Brutalists
Brutalists | 粗獷者
curated by William Lim
Architecture is Art - 建築本是藝術
Architecture is fundamentally an art. It is a profound game of composition and the material articulation of the mind. Trained to see and think differently, architects move through the world with heightened sensitivity, observing the intricate details of everyday life with care and precision. Through their thoughtful use of materials, they compose love letters to the contemporary landscape.
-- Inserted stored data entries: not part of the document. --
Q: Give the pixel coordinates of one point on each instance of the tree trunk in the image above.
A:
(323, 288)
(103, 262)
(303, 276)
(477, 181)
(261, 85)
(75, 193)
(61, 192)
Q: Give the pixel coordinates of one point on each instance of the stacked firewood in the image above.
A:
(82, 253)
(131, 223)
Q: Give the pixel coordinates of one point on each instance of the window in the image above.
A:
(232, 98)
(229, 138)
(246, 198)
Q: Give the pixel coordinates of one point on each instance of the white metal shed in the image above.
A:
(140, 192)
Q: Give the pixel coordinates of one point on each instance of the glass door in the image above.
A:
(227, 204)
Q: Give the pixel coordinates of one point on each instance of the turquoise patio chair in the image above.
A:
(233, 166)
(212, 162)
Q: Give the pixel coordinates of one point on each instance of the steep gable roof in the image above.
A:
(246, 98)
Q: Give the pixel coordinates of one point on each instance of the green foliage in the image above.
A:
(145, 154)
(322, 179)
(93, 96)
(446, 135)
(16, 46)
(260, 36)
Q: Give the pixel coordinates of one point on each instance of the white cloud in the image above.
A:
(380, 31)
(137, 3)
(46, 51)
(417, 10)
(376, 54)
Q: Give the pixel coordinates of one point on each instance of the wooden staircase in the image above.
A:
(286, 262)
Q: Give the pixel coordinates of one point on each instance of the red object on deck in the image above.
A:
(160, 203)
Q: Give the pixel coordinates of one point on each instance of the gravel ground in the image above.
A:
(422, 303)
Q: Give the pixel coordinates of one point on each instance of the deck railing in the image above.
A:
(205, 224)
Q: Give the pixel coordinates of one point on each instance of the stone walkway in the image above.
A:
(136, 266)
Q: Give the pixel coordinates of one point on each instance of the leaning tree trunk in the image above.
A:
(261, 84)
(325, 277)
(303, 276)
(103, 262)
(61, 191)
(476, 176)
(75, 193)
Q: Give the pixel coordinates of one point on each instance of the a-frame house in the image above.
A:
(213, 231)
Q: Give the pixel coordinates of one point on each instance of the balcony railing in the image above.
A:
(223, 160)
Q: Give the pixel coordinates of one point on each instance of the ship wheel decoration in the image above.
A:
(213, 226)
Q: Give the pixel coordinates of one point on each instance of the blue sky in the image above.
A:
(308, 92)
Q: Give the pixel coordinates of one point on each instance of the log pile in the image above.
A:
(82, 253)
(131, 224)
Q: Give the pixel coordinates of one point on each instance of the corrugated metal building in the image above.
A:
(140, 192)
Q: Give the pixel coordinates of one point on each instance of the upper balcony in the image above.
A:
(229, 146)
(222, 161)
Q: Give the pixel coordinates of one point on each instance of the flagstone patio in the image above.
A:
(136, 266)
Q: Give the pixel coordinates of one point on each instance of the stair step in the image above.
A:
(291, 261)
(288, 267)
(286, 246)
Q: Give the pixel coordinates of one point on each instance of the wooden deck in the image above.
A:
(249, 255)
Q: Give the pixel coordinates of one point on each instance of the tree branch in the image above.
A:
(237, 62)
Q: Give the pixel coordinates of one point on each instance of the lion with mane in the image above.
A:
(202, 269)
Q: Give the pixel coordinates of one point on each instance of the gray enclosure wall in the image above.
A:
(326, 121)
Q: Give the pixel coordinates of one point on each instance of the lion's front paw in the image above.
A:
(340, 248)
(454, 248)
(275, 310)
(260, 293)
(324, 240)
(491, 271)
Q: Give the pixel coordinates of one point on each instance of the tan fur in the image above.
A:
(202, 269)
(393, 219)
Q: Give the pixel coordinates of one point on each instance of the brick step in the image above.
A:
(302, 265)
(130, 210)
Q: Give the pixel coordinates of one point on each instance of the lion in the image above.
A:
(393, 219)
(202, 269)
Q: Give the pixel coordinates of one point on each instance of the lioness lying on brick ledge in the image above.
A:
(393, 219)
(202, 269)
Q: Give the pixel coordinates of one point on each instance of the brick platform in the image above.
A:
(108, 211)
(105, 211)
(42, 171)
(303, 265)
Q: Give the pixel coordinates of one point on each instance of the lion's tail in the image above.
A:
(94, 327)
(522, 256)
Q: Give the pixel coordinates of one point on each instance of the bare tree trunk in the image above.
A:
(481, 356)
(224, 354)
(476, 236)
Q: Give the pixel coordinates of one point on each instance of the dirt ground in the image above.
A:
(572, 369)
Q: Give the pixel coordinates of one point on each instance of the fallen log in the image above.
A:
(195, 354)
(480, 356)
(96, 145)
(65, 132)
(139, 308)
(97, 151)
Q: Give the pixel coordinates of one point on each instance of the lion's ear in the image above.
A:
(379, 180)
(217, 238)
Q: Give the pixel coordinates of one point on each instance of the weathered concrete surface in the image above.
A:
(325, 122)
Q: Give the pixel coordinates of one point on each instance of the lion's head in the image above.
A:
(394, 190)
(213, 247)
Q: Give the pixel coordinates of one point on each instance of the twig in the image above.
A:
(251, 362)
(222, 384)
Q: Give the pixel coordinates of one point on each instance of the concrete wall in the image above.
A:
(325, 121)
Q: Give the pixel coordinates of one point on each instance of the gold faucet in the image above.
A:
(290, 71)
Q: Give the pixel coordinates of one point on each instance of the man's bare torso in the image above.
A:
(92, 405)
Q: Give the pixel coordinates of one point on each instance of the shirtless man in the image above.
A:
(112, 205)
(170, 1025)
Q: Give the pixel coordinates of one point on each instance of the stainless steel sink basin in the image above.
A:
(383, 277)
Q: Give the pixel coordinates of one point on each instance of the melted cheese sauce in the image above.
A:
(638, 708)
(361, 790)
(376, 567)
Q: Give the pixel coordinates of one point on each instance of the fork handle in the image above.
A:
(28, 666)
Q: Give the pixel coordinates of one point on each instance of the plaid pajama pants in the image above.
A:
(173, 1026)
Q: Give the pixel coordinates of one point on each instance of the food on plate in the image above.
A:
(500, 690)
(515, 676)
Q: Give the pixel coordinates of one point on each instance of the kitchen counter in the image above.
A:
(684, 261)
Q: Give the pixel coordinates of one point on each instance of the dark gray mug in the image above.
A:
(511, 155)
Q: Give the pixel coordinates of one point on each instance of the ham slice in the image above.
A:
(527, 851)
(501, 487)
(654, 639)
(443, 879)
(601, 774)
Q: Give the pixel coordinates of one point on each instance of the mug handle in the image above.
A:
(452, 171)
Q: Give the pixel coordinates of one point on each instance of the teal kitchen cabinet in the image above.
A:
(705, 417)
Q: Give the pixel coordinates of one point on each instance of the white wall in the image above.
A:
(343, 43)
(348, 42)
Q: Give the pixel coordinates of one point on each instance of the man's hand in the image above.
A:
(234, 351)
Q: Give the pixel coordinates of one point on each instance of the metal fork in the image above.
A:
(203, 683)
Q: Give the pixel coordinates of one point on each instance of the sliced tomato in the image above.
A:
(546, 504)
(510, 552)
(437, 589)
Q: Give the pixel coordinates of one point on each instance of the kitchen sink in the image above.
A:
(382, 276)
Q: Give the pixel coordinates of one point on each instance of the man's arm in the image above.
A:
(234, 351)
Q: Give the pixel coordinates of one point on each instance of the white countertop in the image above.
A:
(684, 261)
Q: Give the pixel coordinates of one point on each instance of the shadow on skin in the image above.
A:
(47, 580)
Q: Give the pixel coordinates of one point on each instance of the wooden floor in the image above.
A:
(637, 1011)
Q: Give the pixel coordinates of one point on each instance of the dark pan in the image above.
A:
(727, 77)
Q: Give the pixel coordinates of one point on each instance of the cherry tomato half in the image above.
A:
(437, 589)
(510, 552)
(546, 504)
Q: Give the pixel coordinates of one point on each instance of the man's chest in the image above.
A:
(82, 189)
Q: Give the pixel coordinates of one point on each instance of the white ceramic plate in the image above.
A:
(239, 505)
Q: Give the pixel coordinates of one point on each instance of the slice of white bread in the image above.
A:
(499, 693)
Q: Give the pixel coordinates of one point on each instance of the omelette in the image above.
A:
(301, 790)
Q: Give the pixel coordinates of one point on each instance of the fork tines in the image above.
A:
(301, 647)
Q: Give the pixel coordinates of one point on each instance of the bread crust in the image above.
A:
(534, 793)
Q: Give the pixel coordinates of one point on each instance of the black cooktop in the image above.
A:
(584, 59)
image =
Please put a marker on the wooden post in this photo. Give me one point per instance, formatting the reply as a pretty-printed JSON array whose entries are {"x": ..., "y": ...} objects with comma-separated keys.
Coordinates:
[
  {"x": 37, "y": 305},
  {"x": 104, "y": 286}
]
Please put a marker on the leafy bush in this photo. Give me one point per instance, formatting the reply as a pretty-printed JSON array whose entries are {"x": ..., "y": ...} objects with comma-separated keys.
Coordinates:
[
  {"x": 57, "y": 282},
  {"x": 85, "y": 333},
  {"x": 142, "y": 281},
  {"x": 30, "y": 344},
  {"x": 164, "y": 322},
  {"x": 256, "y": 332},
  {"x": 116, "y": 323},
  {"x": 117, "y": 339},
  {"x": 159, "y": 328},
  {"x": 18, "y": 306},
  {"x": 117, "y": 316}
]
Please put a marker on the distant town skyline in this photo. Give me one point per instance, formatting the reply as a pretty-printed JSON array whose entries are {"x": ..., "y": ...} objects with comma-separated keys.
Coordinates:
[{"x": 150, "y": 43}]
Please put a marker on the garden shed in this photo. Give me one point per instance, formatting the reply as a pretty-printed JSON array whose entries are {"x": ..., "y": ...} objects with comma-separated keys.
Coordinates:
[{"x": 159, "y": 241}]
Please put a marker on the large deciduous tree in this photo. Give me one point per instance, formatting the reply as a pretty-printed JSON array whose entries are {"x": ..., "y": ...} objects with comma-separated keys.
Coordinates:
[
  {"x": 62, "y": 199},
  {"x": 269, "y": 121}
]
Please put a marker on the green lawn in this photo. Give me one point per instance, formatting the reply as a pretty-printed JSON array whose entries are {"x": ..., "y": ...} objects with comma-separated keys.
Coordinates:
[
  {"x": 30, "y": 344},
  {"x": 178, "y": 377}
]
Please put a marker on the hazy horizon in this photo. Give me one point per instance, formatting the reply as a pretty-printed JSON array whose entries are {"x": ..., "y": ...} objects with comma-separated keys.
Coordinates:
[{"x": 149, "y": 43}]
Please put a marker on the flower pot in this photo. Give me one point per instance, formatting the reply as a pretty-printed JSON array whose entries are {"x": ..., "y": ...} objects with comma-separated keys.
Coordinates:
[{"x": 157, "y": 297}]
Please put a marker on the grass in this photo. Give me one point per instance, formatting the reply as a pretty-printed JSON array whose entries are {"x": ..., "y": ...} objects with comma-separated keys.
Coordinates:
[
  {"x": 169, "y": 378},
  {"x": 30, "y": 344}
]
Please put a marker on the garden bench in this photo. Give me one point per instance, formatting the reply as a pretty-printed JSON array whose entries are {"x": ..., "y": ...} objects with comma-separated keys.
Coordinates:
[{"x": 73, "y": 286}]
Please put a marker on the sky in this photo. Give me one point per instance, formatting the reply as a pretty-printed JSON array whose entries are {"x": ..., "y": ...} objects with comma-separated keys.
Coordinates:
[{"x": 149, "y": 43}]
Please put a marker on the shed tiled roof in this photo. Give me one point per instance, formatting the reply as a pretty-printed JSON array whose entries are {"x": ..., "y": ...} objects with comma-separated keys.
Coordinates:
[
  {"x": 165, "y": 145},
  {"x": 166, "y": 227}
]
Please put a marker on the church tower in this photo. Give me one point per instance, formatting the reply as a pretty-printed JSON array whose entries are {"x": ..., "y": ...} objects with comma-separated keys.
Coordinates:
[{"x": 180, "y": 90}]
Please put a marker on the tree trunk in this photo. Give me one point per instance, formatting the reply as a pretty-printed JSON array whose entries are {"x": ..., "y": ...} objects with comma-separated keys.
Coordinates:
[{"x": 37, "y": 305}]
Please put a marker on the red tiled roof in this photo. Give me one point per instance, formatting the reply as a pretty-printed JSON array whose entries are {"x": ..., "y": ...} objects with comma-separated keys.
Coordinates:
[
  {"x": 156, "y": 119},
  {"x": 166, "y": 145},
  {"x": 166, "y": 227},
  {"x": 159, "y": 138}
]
In this exhibition, curator William Lim walk alongside three fellow architects, Frank Leung, Norman Ung, and Alonso Odria to present their artistic practices under the exhibition title The Brutalists. Far from a stylistic reference to mid-century concrete monuments, The Brutalists here represents an uncompromising attitude: the courage to strip away the unnecessary and the superfluous, allowing raw structure, material honesty, and the artists’ thought to flow through the space.
Frank Leung begins with real scenes of nature and architecture, translating them into pencil sketches that explore composition and colour. Once paint meets canvas, an honest dialogue unfolds; the brushstrokes take on a life of their own. His paintings are not depictions of reality but vessels for character, sentiment, and nostalgia — an attempt to connect with the world through transience.
Norman Ung understands space through drawing. His process starts with spontaneous on-site sketches that capture proportion and atmosphere, and distilled into oil paintings. These are not reproductions but essences — auras of warmth, humidity, and pressure. With layers of paint that echo the weight of concrete, he reduces forms to essential rhythms, like Chinese characters written across the urban landscape, sharing not just the image of Hong Kong but rendering the city as a living, breathing biome.
Alonso Odria explores the abstraction of the natural world through fragmented forms and structures, inspired by geological processes and organic growth. Across sculpture and high-relief paintings, these fragments are layered and reassembled to mirror nature’s transformation process. Driven by the intersection of cultural heritage and the forces that govern nature, his work highlights quiet transformations of landscape, where subtle shifts allow material and thought to merge in harmonious resonance.
As architects, Frank, Norman, and Alonso navigate the streets and alleys, moving between nature and city. In this exhibition, they present their works as a narrative that reveals how space, observation, and materiality shape their inner worlds. Thoughts sprout like tender life emerging from concrete and moss after rain evaporates, moisture seeping into the very essence of their art. Through these works, the three architects reveal the work's compositions as deeply personal and romantic acts. It is a brutal honesty that invites us to view our landscape anew. In this exhibition, we invite viewers to experience the tranquility of deep observation through their eyes and craft.